In a forecast included as part of TruStage’s newest Trends Report, which is based on CU data through November 2024.
“Looking in the rear-view mirror, the economy performed surprisingly well in 2024 producing 2.8% more goods and services compared to 2023, which is above the 2% long-run natural growth rate for the U.S. economy,” said Rick. “Growth was broad-based as consumer, residential, government and export spending reported robust growth.”
Rick said other signs of recent economic strength include strong monthly job growth across most sectors and industries, a very low 4.1% unemployment rate, and wage and price pressures continuing to decline.

The Forecast
“As the inflation rate falls throughout 2025 this should allow the Federal Reserve to continue lowering short-term interest rates another 50 basis points in the second half of the year,” Rick forecast. “So, with this economic backdrop we are forecasting real gross domestic product to rise 2.3% in 2025, slightly above the long-run average of 2%, creating the ‘soft landing’ scenario the Federal Reserve is shooting for.”
Adjusting for Lags
Why is Trustage forecasting slower growth in 2025 versus 2024?

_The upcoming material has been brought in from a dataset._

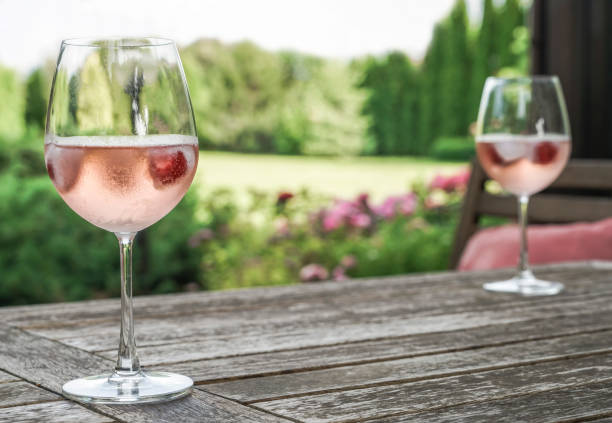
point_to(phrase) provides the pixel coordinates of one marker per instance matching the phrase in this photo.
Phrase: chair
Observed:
(583, 192)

According to Rick, first and foremost, the long and variable lags of tight monetary policy will weigh on job gains, which in turn slows economic growth.

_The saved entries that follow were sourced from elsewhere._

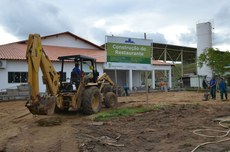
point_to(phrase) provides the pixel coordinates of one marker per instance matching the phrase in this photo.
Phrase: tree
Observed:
(215, 59)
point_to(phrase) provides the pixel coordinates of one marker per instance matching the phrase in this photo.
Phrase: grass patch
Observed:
(123, 112)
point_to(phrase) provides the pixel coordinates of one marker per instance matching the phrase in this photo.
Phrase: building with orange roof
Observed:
(13, 65)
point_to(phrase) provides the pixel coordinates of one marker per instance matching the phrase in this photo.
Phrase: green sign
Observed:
(128, 53)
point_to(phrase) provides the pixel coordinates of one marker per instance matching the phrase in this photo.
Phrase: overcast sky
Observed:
(164, 21)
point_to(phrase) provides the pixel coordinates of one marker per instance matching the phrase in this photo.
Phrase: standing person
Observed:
(223, 89)
(213, 88)
(205, 83)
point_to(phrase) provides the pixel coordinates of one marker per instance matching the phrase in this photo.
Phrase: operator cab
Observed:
(87, 66)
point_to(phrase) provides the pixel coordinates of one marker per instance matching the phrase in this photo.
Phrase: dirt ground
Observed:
(170, 128)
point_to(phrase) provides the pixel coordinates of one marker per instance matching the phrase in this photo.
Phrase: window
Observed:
(17, 77)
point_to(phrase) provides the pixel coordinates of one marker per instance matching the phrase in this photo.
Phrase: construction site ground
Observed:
(169, 128)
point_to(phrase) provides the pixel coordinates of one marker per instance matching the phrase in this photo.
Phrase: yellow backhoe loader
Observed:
(85, 91)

“Other factors slowing the economy include less immigration and labor force growth, a rise in the personal savings rate, and the rise in the value of the dollar reducing exports,” Rick wrote. “Even though a recession is always a possibility, we are putting its probability at 20% for 2025. Factors that could push us into negative growth would be a combination of significantly higher energy prices, a sharp drop in stock or house prices, higher long-term interest rates, and a sharp drop in commercial real estate prices (especially lower-quality office properties and high-end multifamily buildings) leading to a banking crisis.
The Bottom Line
“So, the bottom line is that we do not expect an endogenously induced recession in the next two years, but an exogenous shock could always tip us into one,” Rick added.